A stolen article of cultural property that is imported into the United States in violation of section 2607 to which a claimant establishes valid title will not be forfeited unless the State Party pays the claimant just compensation for the article. If the claimant cannot establish valid title but establishes that the article was purchased without knowledge that it was stolen, the article will not be forfeited unless the State Party reimburses the claimant for the amount of purchase or that forfeiture should be decreed as a matter of law or reciprocity. Forfeited articles will first be offered to return to the State Party and if not returned, will be disposed of in the manner prescribed by law.
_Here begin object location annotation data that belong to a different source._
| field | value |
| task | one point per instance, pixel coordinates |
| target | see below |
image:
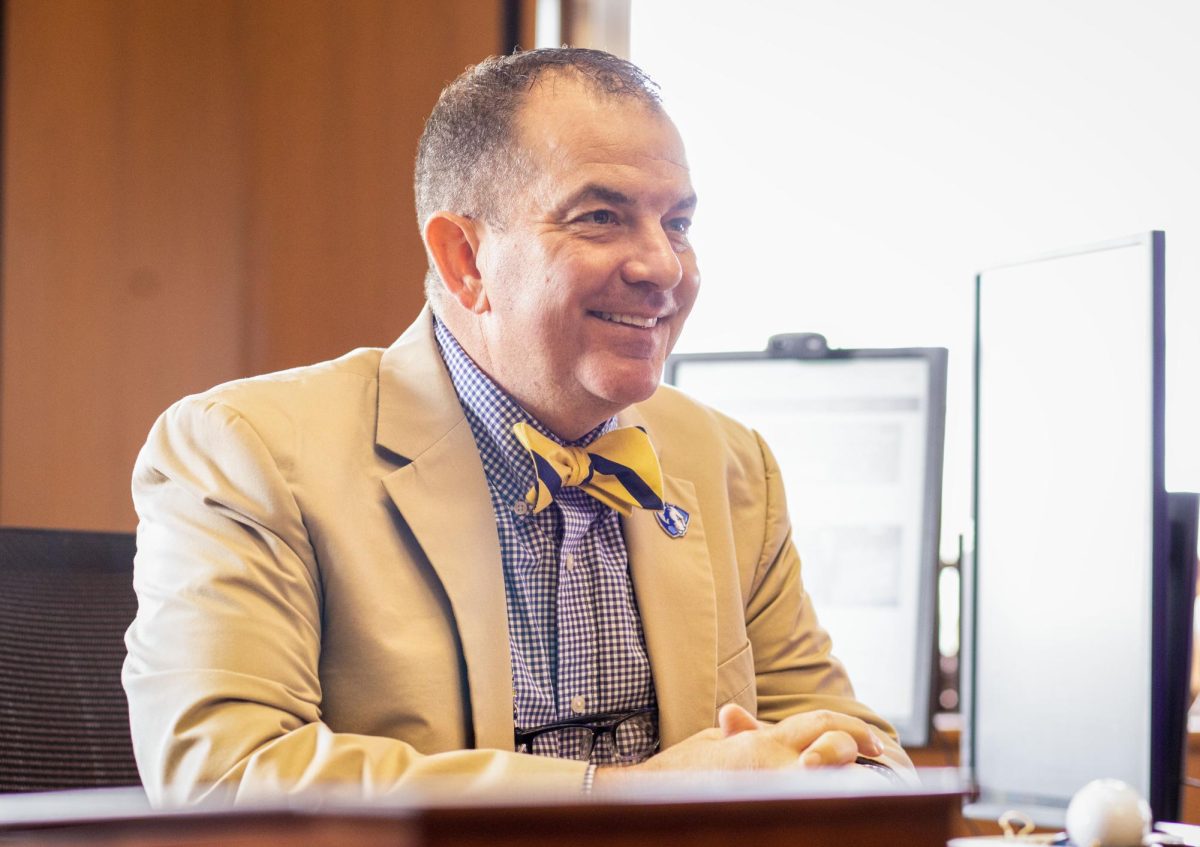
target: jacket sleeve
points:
(222, 668)
(795, 670)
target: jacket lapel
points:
(673, 584)
(420, 420)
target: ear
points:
(453, 240)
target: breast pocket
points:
(735, 682)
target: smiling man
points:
(496, 550)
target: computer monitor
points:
(1073, 654)
(858, 434)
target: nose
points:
(653, 260)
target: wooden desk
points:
(697, 818)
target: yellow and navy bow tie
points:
(619, 469)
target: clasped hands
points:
(739, 742)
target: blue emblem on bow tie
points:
(673, 520)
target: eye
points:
(604, 217)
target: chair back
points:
(66, 599)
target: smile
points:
(628, 319)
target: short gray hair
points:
(468, 160)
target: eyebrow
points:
(594, 191)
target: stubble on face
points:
(589, 276)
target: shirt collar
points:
(495, 410)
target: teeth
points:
(631, 319)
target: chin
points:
(624, 390)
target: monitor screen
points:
(858, 437)
(1069, 522)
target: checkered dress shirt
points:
(575, 634)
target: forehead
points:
(575, 136)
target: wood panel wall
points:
(195, 191)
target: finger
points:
(831, 749)
(801, 731)
(733, 719)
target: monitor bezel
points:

19 U.S.C. § 2610 provides that in any forfeiture proceeding the United States must first establish that the material subject to section 2606 has been listed in accordance with section 2604 or that the stolen cultural object is documented as being stolen from the inventory of a State Party museum, public monument, or similar institution.
19 U.S.C. § 2611 provides that the Convention on Cultural Property Implementation Act does not apply to an object or material that is immune from seizure under 22 U.S.C. 2459 or to any article for which there has been fair notice of its location within the United States and to which no timely claim has been made.
19 U.S.C. § 2612 provides that the Secretary of Treasury can prescribe all rules and regulations necessary and appropriate to carry out the provisions of the act.
19 U.S.C. § 2613 provides that the Convention on Cultural Property Implementation Act will be enforced by appropriate customs officers in the United States and in the Virgin Islands and by persons designated by the President in any other territory or area within the United States.